Learn R Programming

vectra

vectra is an R-native columnar query engine for datasets larger than RAM.

Write dplyr-style pipelines against multi-GB files on a laptop. Data streams through a C11 pull-based engine one row group at a time, so peak memory stays bounded regardless of file size.

Quick Start

Point vectra at any file and query it with dplyr verbs. Nothing runs until collect().

library(vectra)

# CSV: lazy scan with type inference
tbl_csv("measurements.csv") |>
  filter(temperature > 30, year >= 2020) |>
  group_by(station) |>
  summarise(avg_temp = mean(temperature), n = n()) |>
  collect()

# GeoTIFF: climate rasters as tidy data
tbl_tiff("worldclim_bio1.tif") |>
  filter(band1 > 0) |>
  mutate(temp_c = band1 / 10) |>
  collect()

# Point extraction: sample raster values at coordinates, no terra needed
tiff_extract_points("worldclim_bio1.tif",
                    x = c(10.5, 11.2), y = c(47.1, 47.3))

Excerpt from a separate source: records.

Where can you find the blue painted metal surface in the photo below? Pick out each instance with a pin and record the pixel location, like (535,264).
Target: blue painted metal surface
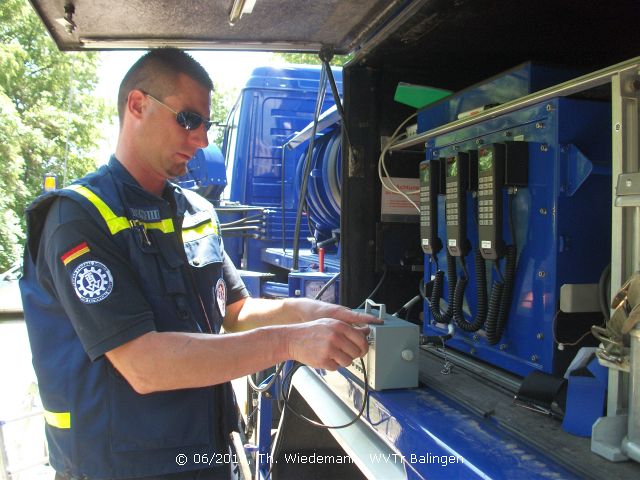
(517,82)
(275,103)
(308,260)
(562,224)
(436,438)
(206,173)
(308,284)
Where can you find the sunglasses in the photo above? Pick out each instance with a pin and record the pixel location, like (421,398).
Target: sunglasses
(187,120)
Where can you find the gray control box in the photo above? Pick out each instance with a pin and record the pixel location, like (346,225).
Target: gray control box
(393,356)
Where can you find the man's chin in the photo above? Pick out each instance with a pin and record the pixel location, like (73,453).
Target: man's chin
(178,171)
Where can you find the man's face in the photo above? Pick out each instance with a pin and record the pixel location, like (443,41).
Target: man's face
(169,146)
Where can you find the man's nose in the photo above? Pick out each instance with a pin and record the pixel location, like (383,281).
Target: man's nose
(199,136)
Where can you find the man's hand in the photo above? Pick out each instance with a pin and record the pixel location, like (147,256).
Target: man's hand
(308,310)
(327,343)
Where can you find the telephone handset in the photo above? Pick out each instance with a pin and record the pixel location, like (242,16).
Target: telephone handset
(429,190)
(490,182)
(457,184)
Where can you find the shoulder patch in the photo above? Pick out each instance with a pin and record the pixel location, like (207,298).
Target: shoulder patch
(75,252)
(92,281)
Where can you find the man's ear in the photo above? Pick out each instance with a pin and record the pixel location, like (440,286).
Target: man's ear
(136,102)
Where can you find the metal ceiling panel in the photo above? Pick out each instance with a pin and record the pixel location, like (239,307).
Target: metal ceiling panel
(280,25)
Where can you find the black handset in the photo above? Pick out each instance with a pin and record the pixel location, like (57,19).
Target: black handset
(457,184)
(429,190)
(490,182)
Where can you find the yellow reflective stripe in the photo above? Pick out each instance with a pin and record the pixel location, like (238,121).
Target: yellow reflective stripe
(165,226)
(58,419)
(200,231)
(114,223)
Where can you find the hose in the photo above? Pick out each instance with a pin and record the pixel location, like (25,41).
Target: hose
(436,293)
(481,295)
(307,169)
(603,292)
(497,321)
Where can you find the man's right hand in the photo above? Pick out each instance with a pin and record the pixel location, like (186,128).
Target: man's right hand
(326,343)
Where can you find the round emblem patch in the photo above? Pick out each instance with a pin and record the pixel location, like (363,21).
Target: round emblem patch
(92,282)
(221,296)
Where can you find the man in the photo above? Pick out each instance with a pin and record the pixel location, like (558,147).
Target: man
(125,290)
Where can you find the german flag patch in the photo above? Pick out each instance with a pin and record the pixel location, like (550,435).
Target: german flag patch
(75,252)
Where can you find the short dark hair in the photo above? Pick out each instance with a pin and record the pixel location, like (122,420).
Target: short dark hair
(155,73)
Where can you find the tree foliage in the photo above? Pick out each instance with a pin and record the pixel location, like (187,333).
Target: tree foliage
(49,117)
(222,101)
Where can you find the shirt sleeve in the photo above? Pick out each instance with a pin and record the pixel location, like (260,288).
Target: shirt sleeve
(81,265)
(236,290)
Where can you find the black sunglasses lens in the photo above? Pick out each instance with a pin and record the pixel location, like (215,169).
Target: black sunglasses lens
(189,120)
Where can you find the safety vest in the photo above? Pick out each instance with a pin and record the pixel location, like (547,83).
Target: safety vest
(97,426)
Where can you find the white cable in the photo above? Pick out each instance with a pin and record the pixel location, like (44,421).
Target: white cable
(390,186)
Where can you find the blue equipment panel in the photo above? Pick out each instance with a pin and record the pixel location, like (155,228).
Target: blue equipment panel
(434,437)
(561,220)
(514,83)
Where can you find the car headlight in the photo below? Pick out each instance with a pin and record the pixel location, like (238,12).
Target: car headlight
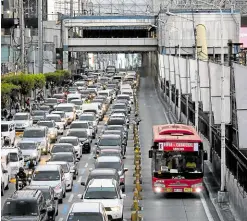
(115,208)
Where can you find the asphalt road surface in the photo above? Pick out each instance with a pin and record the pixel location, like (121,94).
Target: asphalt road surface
(177,207)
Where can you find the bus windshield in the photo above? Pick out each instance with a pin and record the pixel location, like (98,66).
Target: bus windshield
(178,162)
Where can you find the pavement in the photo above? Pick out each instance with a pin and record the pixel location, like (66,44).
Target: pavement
(165,207)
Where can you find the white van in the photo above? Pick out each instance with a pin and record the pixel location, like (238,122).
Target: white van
(128,92)
(93,108)
(71,97)
(8,130)
(12,159)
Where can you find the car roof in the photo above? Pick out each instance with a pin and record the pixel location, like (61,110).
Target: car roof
(69,137)
(47,167)
(62,144)
(93,207)
(102,183)
(101,171)
(25,194)
(108,159)
(7,122)
(56,162)
(105,136)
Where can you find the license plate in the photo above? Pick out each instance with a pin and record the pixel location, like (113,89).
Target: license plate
(178,190)
(187,190)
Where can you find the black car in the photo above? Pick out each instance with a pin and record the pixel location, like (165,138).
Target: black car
(83,138)
(110,141)
(28,205)
(51,202)
(117,127)
(102,173)
(38,115)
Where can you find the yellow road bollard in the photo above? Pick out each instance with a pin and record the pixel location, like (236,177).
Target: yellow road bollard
(135,216)
(137,195)
(138,186)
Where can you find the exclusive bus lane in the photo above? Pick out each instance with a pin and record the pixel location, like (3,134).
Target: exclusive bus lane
(159,207)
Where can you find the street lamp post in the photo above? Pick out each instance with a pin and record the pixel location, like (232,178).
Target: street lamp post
(197,69)
(222,193)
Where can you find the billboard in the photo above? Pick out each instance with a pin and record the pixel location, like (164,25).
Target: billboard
(243,36)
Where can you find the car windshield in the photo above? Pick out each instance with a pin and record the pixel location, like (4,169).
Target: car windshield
(27,146)
(55,118)
(20,208)
(119,106)
(60,157)
(116,122)
(87,118)
(38,113)
(21,117)
(60,148)
(79,134)
(74,142)
(13,157)
(58,96)
(34,133)
(112,165)
(46,175)
(48,124)
(64,108)
(4,127)
(109,142)
(85,217)
(101,193)
(79,125)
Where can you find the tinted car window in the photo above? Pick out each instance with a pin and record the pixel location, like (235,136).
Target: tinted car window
(20,208)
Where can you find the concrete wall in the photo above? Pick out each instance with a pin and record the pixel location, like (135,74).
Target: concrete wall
(181,31)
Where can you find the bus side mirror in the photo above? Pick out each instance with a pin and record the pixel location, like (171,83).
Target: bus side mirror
(205,155)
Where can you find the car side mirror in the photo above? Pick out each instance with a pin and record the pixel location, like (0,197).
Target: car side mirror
(43,211)
(123,196)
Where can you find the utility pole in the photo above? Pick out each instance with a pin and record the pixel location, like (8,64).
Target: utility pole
(22,30)
(40,33)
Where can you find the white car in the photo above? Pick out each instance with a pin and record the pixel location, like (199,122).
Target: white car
(4,179)
(30,150)
(51,175)
(58,121)
(69,110)
(87,211)
(8,130)
(52,129)
(107,192)
(82,125)
(67,174)
(75,142)
(22,121)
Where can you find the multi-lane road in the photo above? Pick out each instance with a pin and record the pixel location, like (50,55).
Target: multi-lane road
(155,207)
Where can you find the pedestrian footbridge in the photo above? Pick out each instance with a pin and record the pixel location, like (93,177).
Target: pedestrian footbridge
(109,34)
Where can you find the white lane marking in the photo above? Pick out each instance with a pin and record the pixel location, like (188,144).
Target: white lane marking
(206,209)
(79,179)
(71,198)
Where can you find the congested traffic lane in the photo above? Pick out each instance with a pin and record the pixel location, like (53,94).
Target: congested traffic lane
(177,207)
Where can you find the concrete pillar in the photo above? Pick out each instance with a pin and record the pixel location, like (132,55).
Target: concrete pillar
(65,37)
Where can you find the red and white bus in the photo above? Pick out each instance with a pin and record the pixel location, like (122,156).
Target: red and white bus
(177,159)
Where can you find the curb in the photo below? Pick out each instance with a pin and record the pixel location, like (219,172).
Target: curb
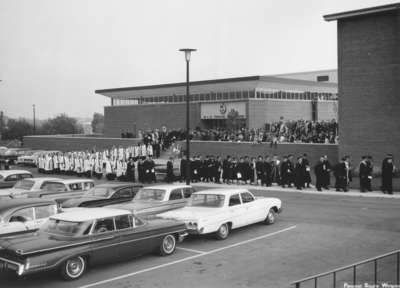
(351,193)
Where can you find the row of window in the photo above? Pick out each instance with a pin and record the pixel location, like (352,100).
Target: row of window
(252,94)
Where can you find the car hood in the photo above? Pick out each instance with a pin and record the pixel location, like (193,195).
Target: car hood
(33,243)
(191,213)
(74,202)
(139,205)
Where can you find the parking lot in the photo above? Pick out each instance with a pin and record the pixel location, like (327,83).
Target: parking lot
(313,234)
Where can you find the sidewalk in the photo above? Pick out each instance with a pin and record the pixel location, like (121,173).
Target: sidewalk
(332,191)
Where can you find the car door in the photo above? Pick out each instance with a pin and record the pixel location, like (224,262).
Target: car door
(176,199)
(105,241)
(19,221)
(135,238)
(10,180)
(43,212)
(253,213)
(236,211)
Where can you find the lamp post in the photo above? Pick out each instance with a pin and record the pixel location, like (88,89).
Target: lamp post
(188,52)
(34,119)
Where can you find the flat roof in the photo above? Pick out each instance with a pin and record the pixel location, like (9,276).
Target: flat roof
(362,12)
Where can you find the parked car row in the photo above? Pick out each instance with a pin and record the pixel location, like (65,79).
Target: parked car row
(118,221)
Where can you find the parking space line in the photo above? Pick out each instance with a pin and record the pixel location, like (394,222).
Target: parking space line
(190,250)
(187,258)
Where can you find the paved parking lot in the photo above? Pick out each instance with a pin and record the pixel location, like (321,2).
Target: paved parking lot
(314,233)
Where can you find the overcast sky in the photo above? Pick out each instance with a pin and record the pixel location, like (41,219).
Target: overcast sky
(55,53)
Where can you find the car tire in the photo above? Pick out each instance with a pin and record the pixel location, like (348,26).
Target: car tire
(270,218)
(73,268)
(168,245)
(222,232)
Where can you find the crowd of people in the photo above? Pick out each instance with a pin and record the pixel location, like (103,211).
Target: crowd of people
(116,163)
(287,172)
(277,132)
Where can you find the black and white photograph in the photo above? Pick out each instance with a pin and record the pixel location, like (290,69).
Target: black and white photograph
(199,143)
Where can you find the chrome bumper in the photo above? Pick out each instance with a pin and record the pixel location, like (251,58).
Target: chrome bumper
(6,264)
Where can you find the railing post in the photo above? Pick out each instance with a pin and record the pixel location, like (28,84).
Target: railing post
(334,279)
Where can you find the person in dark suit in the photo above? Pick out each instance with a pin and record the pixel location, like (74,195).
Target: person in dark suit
(307,170)
(327,173)
(130,170)
(343,175)
(299,174)
(170,177)
(319,170)
(388,169)
(363,174)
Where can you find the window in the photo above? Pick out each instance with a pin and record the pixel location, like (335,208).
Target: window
(22,215)
(234,200)
(76,186)
(123,222)
(247,197)
(45,211)
(104,225)
(12,178)
(23,176)
(123,193)
(53,186)
(175,194)
(187,192)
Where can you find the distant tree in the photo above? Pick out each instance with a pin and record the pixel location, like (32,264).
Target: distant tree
(232,120)
(17,129)
(61,124)
(98,123)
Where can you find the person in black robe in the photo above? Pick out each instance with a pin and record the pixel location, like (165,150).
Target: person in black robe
(388,169)
(326,181)
(307,170)
(299,174)
(363,174)
(226,170)
(183,168)
(170,177)
(130,170)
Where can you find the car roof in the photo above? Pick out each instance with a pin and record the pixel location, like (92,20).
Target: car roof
(71,181)
(223,191)
(43,179)
(88,214)
(7,204)
(168,186)
(117,185)
(5,173)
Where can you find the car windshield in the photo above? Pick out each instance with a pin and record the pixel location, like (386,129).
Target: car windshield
(101,192)
(66,228)
(150,194)
(207,200)
(24,184)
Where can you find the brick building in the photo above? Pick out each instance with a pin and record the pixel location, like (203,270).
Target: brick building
(369,81)
(256,99)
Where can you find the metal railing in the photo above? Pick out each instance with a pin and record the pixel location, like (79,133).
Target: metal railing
(353,266)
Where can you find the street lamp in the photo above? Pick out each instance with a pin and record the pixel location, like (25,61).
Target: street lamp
(188,52)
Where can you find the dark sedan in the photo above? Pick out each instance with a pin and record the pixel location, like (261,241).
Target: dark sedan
(70,241)
(104,194)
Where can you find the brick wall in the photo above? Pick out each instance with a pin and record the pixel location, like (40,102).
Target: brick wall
(68,143)
(122,119)
(314,151)
(369,81)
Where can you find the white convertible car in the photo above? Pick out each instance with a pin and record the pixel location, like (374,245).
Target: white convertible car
(221,210)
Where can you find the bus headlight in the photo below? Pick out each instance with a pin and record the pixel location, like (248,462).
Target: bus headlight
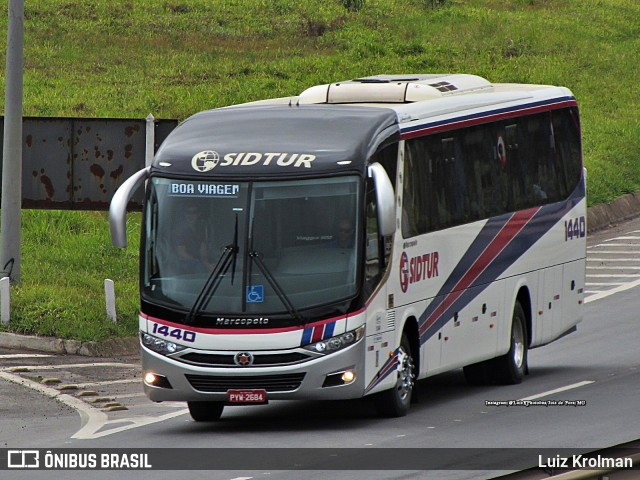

# SQLite: zero-dependency, no DBI required
tbl_sqlite("survey.db", "responses") |>
  filter(year == 2025) |>
  left_join(tbl_sqlite("survey.db", "sites"), by = "site_id") |>
  collect()

For repeated queries, convert to vectra's native .vtr format for faster reads:

write_vtr(big_df, "data.vtr", batch_size = 100000)

tbl("data.vtr") |>
  filter(x > 0, region == "EU") |>
  group_by(region) |>
  summarise(total = sum(value), n = n()) |>
  collect()

Append new data without rewriting the file, or do a key-based diff between two snapshots:

# Append new rows as a new row group; existing data untouched
append_vtr(new_rows_df, "data.vtr")

# Logical diff: what was added or deleted between two snapshots?
d <- diff_vtr("snapshot_old.vtr", "snapshot_new.vtr", key_col = "id")
collect(d$added)   # rows present in new but not old
d$deleted          # key values present in old but not new

Fuzzy string matching runs inside the C engine, no round-trip to R:

tbl("taxa.vtr") |>
  filter(levenshtein(species, "Quercus robur") <= 2) |>
  mutate(similarity = jaro_winkler(species, "Quercus robur")) |>
  arrange(desc(similarity)) |>
  collect()

Register a star schema to avoid flat-table column creep. Define the links once, then pull only what you need:

s <- vtr_schema(
  fact    = tbl("observations.vtr"),
  species = link("sp_id", tbl("species.vtr")),
  site    = link("site_id", tbl("sites.vtr"))
)

# Pull columns from any dimension; joins are built automatically
lookup(s, count, species$name, site$habitat) |> collect()
#> species: all 500 keys matched
#> site: 3/500 unmatched keys (X1, X2, X3)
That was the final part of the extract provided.